U.S. District Judge Jon S. Tigar in Oakland concluded there was no evidence that further efforts to boost voluntary vaccination would be any more successful. A mandate, he added, ”would lower the risk of preventable death and serious medical consequences among incarcerated persons. And no one has identified any remedy that will produce anything close to the same benefit.”
The judge’s ruling extends to inmates who work outside of prisons or want in-person visits.
Prison employees can avoid the COVID vaccine mandate if they have a medical or religious exemption.
“We’ve undertaken an aggressive, voluntary vaccination program and we still believe the voluntary approach is the best way forward,” Glen Stailey, president of the California Correctional Peace Officers Association, said in a text message. “We are looking into our legal options to address this order.”
The judge said the state disregarded a substantial risk of serious harm to prisoners, violating their Eighth Amendment rights. The lawsuit on behalf of prisoners was brought by the Prison Law Office.
The California Department of Corrections and Rehabilitation said in a statement that it was evaluating the order to “determine next steps.”
“We respectfully disagree with the finding of deliberate indifference, as the department has long embraced vaccinations against COVID-19, and we continue to encourage our staff, incarcerated population, volunteers, and visitors to get vaccinated,” wrote the department spokesperson.
State data shows that more than 20,000 prison workers have contracted COVID and 39 have died from the virus since the pandemic’s onset. Staff outbreaks and exposure to COVID-19 led to about 5,500 prison staff absences, delayed inmate care and created a backlog of 13,000 health care appointments, according to the ruling.

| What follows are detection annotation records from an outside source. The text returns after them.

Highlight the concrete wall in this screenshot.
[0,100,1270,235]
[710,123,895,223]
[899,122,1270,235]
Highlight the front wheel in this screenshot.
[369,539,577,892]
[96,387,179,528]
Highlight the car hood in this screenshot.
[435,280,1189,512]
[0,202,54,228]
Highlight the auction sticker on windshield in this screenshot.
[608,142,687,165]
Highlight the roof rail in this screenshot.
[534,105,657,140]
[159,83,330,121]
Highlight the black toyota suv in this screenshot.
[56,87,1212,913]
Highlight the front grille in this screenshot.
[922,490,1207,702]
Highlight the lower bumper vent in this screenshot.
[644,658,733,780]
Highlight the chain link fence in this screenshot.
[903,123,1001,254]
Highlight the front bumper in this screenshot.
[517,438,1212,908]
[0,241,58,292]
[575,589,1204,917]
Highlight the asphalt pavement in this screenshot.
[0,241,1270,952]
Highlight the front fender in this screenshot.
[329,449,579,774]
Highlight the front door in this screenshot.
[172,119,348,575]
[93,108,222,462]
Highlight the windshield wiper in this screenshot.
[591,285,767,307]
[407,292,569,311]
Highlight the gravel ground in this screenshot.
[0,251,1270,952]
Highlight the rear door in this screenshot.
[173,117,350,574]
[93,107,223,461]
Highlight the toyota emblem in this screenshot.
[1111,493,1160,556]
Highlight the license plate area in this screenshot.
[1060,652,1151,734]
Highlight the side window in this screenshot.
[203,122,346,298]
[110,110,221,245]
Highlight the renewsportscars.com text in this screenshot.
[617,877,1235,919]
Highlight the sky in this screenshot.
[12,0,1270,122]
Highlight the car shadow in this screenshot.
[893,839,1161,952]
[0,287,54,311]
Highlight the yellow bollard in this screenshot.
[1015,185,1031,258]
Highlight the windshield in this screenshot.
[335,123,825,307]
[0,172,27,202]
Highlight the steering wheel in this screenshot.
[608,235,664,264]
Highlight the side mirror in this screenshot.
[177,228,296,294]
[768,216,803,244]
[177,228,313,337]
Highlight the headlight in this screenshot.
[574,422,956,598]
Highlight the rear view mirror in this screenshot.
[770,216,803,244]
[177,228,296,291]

COVID testing alone isn’t enough
A federally appointed receiver has overseen the medical care of California prisoners for years, the result of a class action lawsuit over inmate treatment. A month ago, receiver J. Clark Kelso filed a report recommending the state require COVID vaccines for prison staff, citing the spread of the delta variant.

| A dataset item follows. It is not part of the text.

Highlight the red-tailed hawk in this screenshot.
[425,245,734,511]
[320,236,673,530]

“Frequent testing is insufficient to prevent institutional staff who are unaware that they have COVID‐19 from spreading the virus,” the receiver wrote.

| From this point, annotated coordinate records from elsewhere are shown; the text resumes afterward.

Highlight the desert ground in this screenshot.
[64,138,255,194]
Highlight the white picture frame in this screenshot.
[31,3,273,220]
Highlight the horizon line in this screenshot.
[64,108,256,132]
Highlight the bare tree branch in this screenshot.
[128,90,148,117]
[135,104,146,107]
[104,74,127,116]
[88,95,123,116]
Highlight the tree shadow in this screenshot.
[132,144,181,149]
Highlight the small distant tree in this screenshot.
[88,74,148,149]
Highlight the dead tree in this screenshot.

In response to a question about COVID vaccine requirements, Gov. Newsom indicated in May that he didn’t plan on getting ahead of the California prison guards’ union, which donated $1.5 million to help him fend off a recall election.
“We have no further announcement to make as it relates to whether or not we’re going to mandate those vaccines,” said Newsom, adding that he was relying on the guards’ union to convince more of its own to get the shots.
In a previous story, CalMatters spoke to several correctional officers opposed to getting vaccinated.
“No. Never will,” answered a prison guard at California Rehabilitation Center in Norco.
“A lot of us have already had COVID and recovered, so we don’t see the point in getting the vaccine,” said another Norco guard, who tested positive for COVID in December 2020.
The judge who issued Monday’s ruling didn’t set a deadline for the state to comply with the ruling. Instead, the receiver and state attorneys will create a plan that sets the deadline
California would not be the first state to institute a COVID vaccine mandate for prison guards. Nevada did so earlier this month.
In 30 of 35 California prisons, fewer than half of workers are COVID vaccinated. Some advocates urge the state to mandate staff shots.
California’s vaccination mandate for medical workers is the toughest in the nation. California also ordered all visitors at hospitals and other medical facilities to be vaccinated or test negative for COVID-19 beginning next Wednesday.